The appellant was convicted of housebreaking c/s 294 (1), Penal Code. The appellant occupied a room in the house where the complainant – one Clementina – also resided. At about 7 a.m. on the day in question, the complainant left her room to go to the market; she locked the door before leaving. It appears that, though each room of the house is separated from its neighbour by a wall, such division does not reach up to the apex of the roof but goes only part-way; there is no ceiling in any of these rooms. The complainant returned to her room at about 11 a.m. and found the appellant climbing the intervening wall on the way back to his own chamber. The alarm was raised and the accused’s room visited where it was found that a table had been placed in the accused from in such position as would enable him to mount it and to climb over the top of the separating partition. The complainant examined her belongings and found a sum of Shs. 12/- in silver had disappeared from beneath her mattress. The accused man was arrested upon the charge on which he was tried.
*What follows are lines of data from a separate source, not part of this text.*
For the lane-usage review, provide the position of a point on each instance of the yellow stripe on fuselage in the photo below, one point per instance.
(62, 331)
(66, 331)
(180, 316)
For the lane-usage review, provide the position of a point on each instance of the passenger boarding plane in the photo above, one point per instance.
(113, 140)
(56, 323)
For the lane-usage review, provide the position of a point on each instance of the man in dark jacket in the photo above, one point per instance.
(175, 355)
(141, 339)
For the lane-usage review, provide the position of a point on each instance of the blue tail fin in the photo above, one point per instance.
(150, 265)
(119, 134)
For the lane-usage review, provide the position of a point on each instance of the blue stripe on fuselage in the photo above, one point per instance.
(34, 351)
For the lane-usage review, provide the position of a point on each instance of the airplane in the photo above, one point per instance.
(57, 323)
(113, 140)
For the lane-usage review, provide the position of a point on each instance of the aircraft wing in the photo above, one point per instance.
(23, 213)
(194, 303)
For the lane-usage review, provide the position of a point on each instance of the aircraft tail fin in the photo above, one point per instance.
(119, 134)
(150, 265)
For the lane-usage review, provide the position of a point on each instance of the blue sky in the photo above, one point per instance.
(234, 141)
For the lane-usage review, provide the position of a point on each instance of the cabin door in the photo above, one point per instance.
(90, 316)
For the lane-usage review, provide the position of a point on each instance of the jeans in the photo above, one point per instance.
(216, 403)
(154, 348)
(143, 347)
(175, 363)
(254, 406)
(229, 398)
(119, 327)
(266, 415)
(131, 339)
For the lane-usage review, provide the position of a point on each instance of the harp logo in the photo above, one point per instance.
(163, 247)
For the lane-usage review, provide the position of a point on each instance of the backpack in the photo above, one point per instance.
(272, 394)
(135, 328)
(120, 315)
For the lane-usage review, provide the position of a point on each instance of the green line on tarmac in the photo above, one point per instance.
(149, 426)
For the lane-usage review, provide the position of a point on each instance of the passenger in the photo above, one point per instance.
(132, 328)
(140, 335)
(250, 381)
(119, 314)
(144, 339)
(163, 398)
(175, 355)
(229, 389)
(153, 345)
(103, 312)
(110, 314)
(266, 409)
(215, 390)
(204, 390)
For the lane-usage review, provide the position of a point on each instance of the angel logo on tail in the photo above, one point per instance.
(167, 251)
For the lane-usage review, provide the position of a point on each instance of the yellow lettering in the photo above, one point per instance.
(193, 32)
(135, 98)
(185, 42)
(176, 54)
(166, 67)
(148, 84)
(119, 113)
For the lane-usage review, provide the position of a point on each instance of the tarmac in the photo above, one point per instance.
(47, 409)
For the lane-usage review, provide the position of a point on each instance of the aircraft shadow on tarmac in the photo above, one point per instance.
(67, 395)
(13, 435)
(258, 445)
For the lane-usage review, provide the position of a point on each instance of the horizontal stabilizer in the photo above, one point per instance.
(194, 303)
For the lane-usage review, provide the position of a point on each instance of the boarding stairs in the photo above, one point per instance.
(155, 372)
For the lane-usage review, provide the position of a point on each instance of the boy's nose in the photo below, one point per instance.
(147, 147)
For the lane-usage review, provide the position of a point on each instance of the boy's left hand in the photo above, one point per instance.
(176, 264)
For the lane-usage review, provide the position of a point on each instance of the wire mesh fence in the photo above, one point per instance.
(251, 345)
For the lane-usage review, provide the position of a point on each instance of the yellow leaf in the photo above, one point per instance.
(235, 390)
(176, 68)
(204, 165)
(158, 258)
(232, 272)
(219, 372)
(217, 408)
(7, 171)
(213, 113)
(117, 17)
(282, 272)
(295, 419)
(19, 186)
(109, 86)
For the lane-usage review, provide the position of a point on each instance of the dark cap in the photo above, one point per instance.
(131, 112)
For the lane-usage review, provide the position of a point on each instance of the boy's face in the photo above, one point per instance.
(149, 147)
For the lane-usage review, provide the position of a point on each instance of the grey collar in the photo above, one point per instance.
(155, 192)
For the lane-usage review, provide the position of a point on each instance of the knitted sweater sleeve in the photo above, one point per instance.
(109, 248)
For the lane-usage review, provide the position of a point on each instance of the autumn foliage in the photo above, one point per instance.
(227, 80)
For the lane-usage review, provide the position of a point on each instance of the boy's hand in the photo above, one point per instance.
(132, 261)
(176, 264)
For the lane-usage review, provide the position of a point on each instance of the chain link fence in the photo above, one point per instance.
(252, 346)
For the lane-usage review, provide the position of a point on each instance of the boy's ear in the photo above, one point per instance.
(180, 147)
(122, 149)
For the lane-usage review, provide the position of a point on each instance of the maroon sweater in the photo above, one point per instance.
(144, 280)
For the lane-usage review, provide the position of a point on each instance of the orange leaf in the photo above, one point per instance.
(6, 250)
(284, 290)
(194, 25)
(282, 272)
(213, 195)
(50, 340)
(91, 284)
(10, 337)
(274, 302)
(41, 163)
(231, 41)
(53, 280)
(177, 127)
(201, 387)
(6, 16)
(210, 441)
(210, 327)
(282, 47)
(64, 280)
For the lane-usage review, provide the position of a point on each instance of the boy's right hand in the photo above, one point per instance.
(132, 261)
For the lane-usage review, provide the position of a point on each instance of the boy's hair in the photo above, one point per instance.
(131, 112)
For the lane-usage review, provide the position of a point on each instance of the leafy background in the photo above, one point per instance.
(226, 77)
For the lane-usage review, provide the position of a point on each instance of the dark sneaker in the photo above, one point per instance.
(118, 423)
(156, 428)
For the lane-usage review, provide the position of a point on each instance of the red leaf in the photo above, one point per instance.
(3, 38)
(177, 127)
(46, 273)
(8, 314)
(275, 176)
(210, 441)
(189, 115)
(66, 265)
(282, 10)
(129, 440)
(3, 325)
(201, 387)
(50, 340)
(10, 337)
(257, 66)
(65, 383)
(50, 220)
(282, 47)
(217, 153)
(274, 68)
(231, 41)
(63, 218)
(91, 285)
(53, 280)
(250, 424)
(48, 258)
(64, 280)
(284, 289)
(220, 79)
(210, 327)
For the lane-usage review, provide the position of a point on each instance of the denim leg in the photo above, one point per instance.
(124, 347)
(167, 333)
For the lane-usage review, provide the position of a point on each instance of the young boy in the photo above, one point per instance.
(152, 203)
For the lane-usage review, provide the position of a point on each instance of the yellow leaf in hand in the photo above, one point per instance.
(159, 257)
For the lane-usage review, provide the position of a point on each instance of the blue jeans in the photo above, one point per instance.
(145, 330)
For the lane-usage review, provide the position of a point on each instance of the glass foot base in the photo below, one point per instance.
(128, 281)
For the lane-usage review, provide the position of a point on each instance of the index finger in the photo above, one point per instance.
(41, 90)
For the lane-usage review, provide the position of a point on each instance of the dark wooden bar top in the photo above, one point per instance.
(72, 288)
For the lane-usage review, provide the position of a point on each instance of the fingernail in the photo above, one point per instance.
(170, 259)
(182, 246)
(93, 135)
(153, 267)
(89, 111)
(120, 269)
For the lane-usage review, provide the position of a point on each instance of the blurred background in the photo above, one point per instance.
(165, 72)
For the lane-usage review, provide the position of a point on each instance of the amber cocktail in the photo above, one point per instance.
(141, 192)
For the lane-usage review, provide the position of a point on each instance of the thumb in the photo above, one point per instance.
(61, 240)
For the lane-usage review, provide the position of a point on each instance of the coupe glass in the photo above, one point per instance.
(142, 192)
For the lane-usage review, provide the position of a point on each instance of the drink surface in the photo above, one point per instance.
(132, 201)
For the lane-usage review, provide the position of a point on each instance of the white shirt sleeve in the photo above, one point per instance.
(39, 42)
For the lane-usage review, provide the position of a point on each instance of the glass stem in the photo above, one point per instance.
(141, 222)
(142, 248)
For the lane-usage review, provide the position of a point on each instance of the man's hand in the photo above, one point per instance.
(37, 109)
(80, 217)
Held: “The only matter for consideration in this appeal is the question of whether the facts as found by the learned magistrate constitute the offence of house- breaking. Learned counsel for the Republic supported the conviction, maintaining that the breaking and entering which form necessary ingredients of the offence have both been demonstrated. This is undoubtedly true in so far as the “entering” by the appellant of the room of the complainant is concerned and there is abundant evidence of this. But what of the “breaking?” it is trite law that “breaking” may be an actual breaking of the house, or may amount to breaking of a more technical or constructive nature, as for instance when doors or windows properly shut but unsecured inside are opened. There are numerous authorities which distinguish between instances where a door or window is shut and latched and one where it has been left ajar. In the former case here is a breaking, while in the latter the element of “breaking” is absent. The distinction appears to be one which has in it a notional element. The authorities appear to regard an aperture needlessly left open, as it were an implicit invitation to enter or at the least as a situation not proclaiming a state of inviolability of the premises concerned. The leaving ajar of a door consequently has not the express implication of security that a closed door denotes. As was said by the court in Rex v. Springgs and Nancock. 174 E.R. 122:- “If a man chooses to leave an opening in the wall or roof of his house instead of a fastened window, he must take the consequence. The entry through such an opening is not a breaking.” The court distinguished. In Rev. v. William Brice 168 E.R. 892, entry through a chimney on the grounds that such aperture is left open permanently of necessity. And in Rex v. James Lewis & Another 172 E. R. 285 the court held that entry through an aperture in a cellar window to admit light, through which a thief entered at night, is not burglary, Vaughan, E observing: - “Do you think that if a person leaves a hole in the side of his house big enough for a man to walk in, a person entering at it with intent to steal goods would be guilty of burglary? I think not and I am of opinion that this is not a burglary”. Now applying the principle which seem to be disclosed in these cases, it would appear that partial screening – off only between the two rooms (which of course constitute
Separate “dwelling-houses) does not express any state of inviolability which must be breached before the offence of burglary can be committed. The opening above the common wall between the two rooms is not left for any purpose – save perhaps by reason of the costs of construction. While it may, it is true, contribute to some extent to the ventilation of the separate premises, there seems to be no real reason, left alone necessity, for the existence of this aperture, and it clearly precludes that apparent semblance of security which I think forms a necessary constituent of a dwelling-house before it can be breached and made the subject of burglarious entry. As a consequent result therefore, no offence of house-breaking is disclosed, for one of the ingredients thereof – a breaking – is clearly absent. Appeal allowed and conviction quashed.
Editor’s Note: This case – n. 90 of 1970 H.C.D. – was meant to appear as n. 309 of 1969 H.C.D. but was inadvertently left out. The case has also been sent to you separately so as to complete your 1969 H.C.D. however in view of its interest; it is reproduced hereinabove as case n. 90 of 1970 H.C.D.